Tait Mandler
MSDUE Class of 2016–
Interdisciplinary scholar, activist, and freelance designer, writer and editor.
PhD student in Anthropology and Urban Planning, University of Amsterdam, The Netherlands.
Tait (they/them) is an interdisciplinary scholar, activist, and freelance designer, writer and editor from New York City but currently living in Amsterdam, the Netherlands. Tait earned a BA in Environmental Studies from the New College of Florida in 2012, writing a later-published thesis on polar bear sport hunting, international conservation law and indigenous rights. After moving back to NYC, Tait enrolled in the MSDUE at Parsons. They graduated in 2016 with a multimedia thesis (co-produced with Gamar Markarian) that used filmmaking, ethnography, historical research and mapping to study rural-urban potato and value circulation in Ecuador, historical regimes of property ownership and an emerging solidarity network between Quito’s public markets. While attending Parsons, Tait also worked on various other research and design projects, including research into drug use and labor in queer nightlife with the Chemical Youth Project (based at the University of Amsterdam) and mapping global evictions with the International Alliance of Inhabitants. Tait’s academic work has been published in Global Ecology and Conservation, Contemporary Drug Problems, Cultural Anthropology, and Progress in Human Geography; their multimedia and design work has been exhibited at the New School’s Aronson Galleries and elsewhere; and their non-academic writing has appeared in Mask Magazine, the Indypendent, and numerous zines.

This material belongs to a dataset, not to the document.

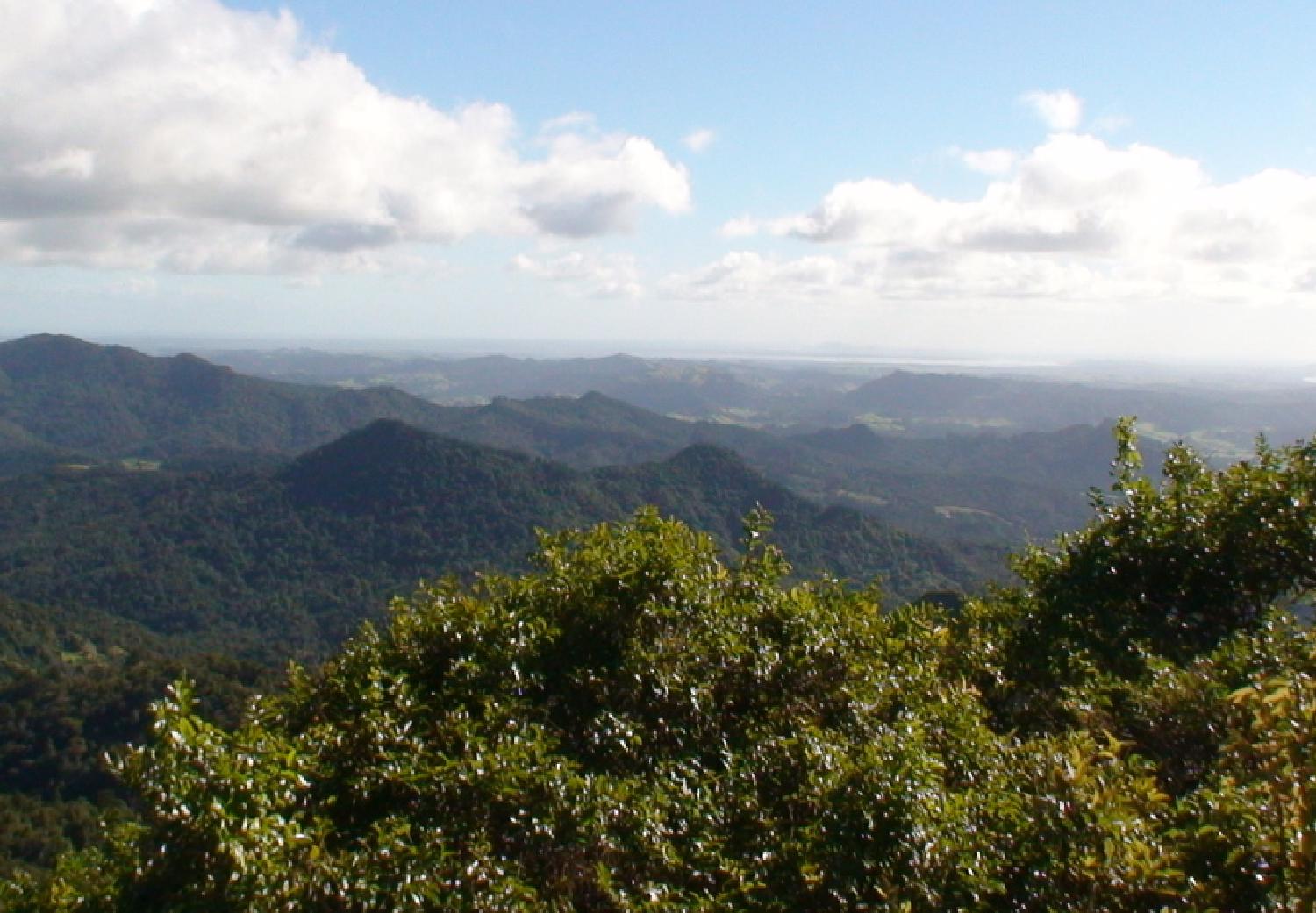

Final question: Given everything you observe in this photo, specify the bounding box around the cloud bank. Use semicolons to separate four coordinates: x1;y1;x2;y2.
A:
695;118;1316;304
0;0;690;273
511;250;644;299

In 2017, they moved to the Netherlands, where they have been working on a PhD in Anthropology / Urban Planning at the University of Amsterdam, to be completed in 2020. Their dissertation explores the role of the beer economy in Amsterdam’s urbanization, focusing on the interconnections between the production of bodies, natures, spaces and capital. Their general academic interests include urban political ecology, issues of socio-spatial justice, science and technology studies and agri-food studies.
Tait writes: “The intention of my academic and activist practice is to foster the production of spaces alternative to those of capital accumulation, from affordable housing in Brooklyn to a radical queer resistance festival in Amsterdam. At Parsons, I learned how to pair my qualitative research skills with design and mapping tools through projects on affordable housing and community mobility.”